Услышала ли она какой-то звук или желание услышать у нее было столь велико, что ей это показалось?
Лавка выглядела покинутой, на инструментах и на всем остальном лежал толстый слой пыли.
Тула с опаской вошла в большую комнату, служащую мастерской и одновременно кухней.
Никаких признаков жизни.
Но где же он тогда?
У нее защемило сердце в предчувствии утраты. Она так много хотела сказать ему, и только теперь она поняла это. В свои прежние просветленные минуты она думала о нем, но у нее никогда не было предчувствия того, что нужно спешить, она была уверена в том, что он здесь, что она в любой момент может навестить его. Теперь самое главное было найти его, и она мысленно проклинала себя за бездействие. Ведь после своего освобождения от власти Тенгеля Злого она думала о молодом инвалиде день и ночь. Она инстинктивно видела в нем того человека, которому можно довериться, с которым можно поговорить.
Но она не думала, что это можно осуществить на деле, пока не услышала предложение Винги остановиться ненадолго в Вехьо. Решение Винги остановиться здесь было для Тулы как манна небесная.
И вот теперь его нет. И вряд ли можно легко найти его.
Не питая больше ни малейшей надежды, она подошла к двери, ведущей в маленькую темную спальню.
Сердце у нее замерло.
Едва подойдя к двери, она всем своим существом почувствовала присутствие человека. И ей помогло не обоняние, поскольку в мастерской всегда пахло лаком и другими едкими веществами. Нет, это было что-то другое, она не могла точно определить, что именно, но она всем своим существом чувствовала присутствие человека.
Он лежал там на своей низкой кровати. Бледный, худой, неподвижный, с закрытыми глазами. Выражение его лица было болезненно-скорбным.
Тула опустилась на колени рядом с постелью. Опасаясь самого худшего, она положила руку ему на грудь.
Смертного холода она не почувствовала.
Но и дыхания тоже не ощущалось.
— Господи, — прошептала она. — Если ты есть, в чем я всегда сомневалась, будь милосерден! Не ко мне, поскольку я этого не заслужила, но к этому человеку, который столько выстрадал за свою жизнь и все-таки поверил мне! Это так чудесно, поверить кому-то… Нет, извини, не об этом я должна сейчас думать, прости меня! Но ведь он твое детище, так потрудись же, черт тебя побери, сделай что-нибудь для него, пока еще не поздно!
И тут она обнаружила, что он дышит. Она заметила какое-то движение на его лице, какой-то намек на улыбку в уголках рта. И его грудь чуточку приподнялась.
Тула заплакала от радости.
— Он жив!
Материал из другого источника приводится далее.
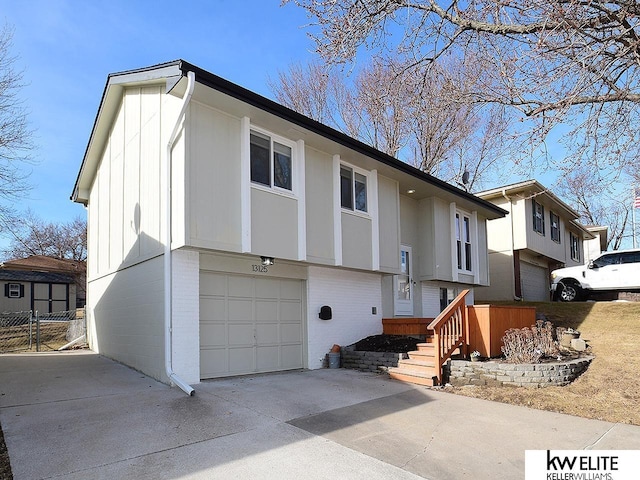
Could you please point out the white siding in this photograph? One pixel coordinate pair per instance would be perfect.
(126, 317)
(350, 296)
(186, 312)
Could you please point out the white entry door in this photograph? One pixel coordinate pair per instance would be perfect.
(403, 284)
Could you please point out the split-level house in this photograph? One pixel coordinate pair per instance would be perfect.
(59, 294)
(230, 235)
(541, 233)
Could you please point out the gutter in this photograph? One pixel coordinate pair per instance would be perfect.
(508, 199)
(168, 271)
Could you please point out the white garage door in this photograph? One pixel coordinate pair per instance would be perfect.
(535, 282)
(249, 324)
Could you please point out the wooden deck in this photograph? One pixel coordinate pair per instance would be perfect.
(459, 329)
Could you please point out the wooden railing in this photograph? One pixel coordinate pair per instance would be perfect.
(450, 331)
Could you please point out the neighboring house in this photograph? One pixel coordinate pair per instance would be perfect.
(540, 234)
(41, 263)
(598, 244)
(221, 223)
(44, 292)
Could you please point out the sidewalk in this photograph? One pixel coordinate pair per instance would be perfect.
(77, 415)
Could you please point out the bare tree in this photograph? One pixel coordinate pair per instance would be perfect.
(561, 61)
(422, 116)
(598, 204)
(15, 135)
(30, 235)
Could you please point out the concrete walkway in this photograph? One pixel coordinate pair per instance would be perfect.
(77, 415)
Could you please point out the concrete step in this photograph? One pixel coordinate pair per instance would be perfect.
(423, 366)
(411, 376)
(423, 355)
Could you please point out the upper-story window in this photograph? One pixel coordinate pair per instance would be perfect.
(538, 217)
(463, 241)
(574, 241)
(271, 161)
(353, 189)
(14, 290)
(555, 227)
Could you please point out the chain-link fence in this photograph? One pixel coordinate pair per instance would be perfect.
(33, 331)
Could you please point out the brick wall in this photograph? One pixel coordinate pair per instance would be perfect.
(462, 372)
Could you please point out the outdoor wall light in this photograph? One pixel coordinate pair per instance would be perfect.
(266, 261)
(325, 313)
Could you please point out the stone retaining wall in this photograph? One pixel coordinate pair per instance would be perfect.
(463, 372)
(368, 361)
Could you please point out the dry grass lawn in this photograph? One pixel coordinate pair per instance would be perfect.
(610, 389)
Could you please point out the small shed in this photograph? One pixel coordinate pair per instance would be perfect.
(44, 292)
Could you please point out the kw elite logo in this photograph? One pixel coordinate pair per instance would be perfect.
(581, 464)
(588, 467)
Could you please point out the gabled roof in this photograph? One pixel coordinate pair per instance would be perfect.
(172, 74)
(44, 263)
(533, 189)
(39, 277)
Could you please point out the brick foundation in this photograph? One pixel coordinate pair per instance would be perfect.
(368, 361)
(463, 372)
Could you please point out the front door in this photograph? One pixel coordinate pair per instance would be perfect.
(403, 284)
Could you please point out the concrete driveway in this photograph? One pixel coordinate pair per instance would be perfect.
(77, 415)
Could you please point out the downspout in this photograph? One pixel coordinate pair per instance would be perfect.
(508, 199)
(168, 316)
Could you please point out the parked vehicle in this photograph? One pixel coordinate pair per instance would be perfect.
(617, 271)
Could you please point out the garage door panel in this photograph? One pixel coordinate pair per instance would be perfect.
(290, 333)
(212, 308)
(291, 356)
(268, 358)
(290, 290)
(241, 360)
(213, 284)
(241, 334)
(213, 335)
(249, 324)
(266, 310)
(535, 282)
(267, 334)
(240, 286)
(266, 288)
(290, 312)
(240, 310)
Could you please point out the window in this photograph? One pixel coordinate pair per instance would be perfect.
(14, 290)
(447, 295)
(538, 217)
(555, 227)
(604, 260)
(575, 246)
(271, 162)
(463, 242)
(353, 189)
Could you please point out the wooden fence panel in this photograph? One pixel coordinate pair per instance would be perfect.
(487, 324)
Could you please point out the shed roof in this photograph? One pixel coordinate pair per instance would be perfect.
(173, 73)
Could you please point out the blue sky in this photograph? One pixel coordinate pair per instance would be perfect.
(68, 47)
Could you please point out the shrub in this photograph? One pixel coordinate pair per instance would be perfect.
(530, 345)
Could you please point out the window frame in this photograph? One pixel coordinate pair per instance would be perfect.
(274, 140)
(538, 217)
(555, 230)
(464, 244)
(14, 290)
(352, 204)
(574, 245)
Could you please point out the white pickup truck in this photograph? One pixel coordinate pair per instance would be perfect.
(617, 271)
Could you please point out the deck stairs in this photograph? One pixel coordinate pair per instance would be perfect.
(446, 336)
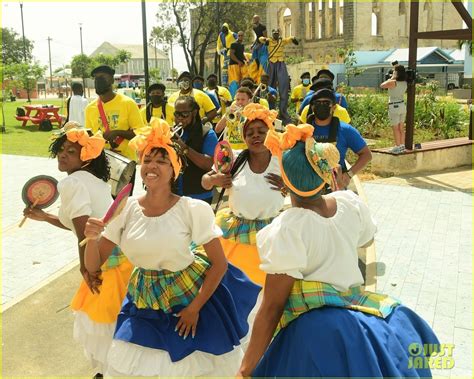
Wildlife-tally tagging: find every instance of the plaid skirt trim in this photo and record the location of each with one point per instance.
(115, 259)
(306, 296)
(240, 230)
(163, 290)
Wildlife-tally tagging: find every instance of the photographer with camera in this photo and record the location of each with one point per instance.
(397, 110)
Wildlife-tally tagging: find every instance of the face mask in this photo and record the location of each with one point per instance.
(156, 99)
(322, 111)
(184, 85)
(101, 85)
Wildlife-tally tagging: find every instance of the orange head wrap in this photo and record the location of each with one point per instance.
(157, 135)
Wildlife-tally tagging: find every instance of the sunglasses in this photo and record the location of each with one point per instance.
(183, 114)
(322, 102)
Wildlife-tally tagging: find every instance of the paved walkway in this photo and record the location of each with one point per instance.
(423, 246)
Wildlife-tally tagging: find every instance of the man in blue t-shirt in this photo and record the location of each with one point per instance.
(329, 129)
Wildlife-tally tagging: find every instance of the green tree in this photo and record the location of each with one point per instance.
(350, 61)
(12, 47)
(198, 24)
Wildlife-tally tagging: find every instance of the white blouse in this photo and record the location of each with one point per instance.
(82, 194)
(251, 196)
(305, 245)
(162, 242)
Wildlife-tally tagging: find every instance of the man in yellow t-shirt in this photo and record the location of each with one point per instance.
(300, 91)
(121, 113)
(277, 69)
(207, 109)
(158, 106)
(233, 128)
Спасибо, Господи, теперь я немного верю в тебя… иногда, — заключила она, поняв, что он был жив все это время и чуда здесь никакого не произошло.
С большим трудом он открыл глаза и попытался повернуть голову в ее сторону. Но Тула тут же встала, чтобы не заставлять его напрягаться. Она смеялась и плакала одновременно, и ее слезы капали прямо ему на лицо, а она гладила его по голове.
— Что же это такое, дорогой друг! — всхлипывала она. — Что же с тобой случилось? Чем я могу помочь тебе?
Он попытался сказать что-то, но губы его были такими сухими, что потрескались. Только глаза выражали бесконечную радость от того, что он снова видит ее.
— Ты хочешь воды? — спросила она. — Ты это пытался сказать?
Он слабо кивнул.
Она достала кружку, принесла из колодца, что был во дворе, воды, приподняла его голову и, глядя на него, спросила:
— Как ты справляешься один? Ты болен? Выпив воды, он откинулся на свою жесткую подушку. Он не в силах был ответить ей.
— Сколько ты уже лежишь так?
Его глаза умоляюще говорили ей, что он не в силах отвечать. Но Тула не отставала от него.
— У тебя что-нибудь болит?
— Нет… — хрипло произнес он.
Некоторое время она стояла в нерешительности. Что она могла для него сделать? Тула не привыкла ухаживать за кем-то. Но она всегда была добра к животным…
«Хорошо, я буду обращаться с ним, как с животным, — подумала она. — И это не означает, что я непочтительна к нему или к животным, это означает лишь то, что я сделаю все, что будет в моих силах».
— Прежде всего тебе нужно поесть, — решила она. — Но, может быть, сначала переменить тебе постель?
В его глазах отразилось что-то вроде паники.
— Предложение не из лучших, — пробормотала она. — Подожди-ка, я сейчас вернусь!
Подожди? Что за идиотское выражение!
Закрыв за собой дверь, она побежала на площадь, которая была неподалеку. Ей дали в дорогу достаточно денег и родители, и дедушка Арв. К тому же и вторая бабушка, Эбба, отсчитала ей небольшую сумму из своего скудного дохода. И все они хныкали и причитали, как им теперь будет плохо без нее, увидят ли они ее снова…
«Конечно, — думала Тула, направляясь на рыночную площадь, — увидят…» И ей сразу захотелось домой, к ним…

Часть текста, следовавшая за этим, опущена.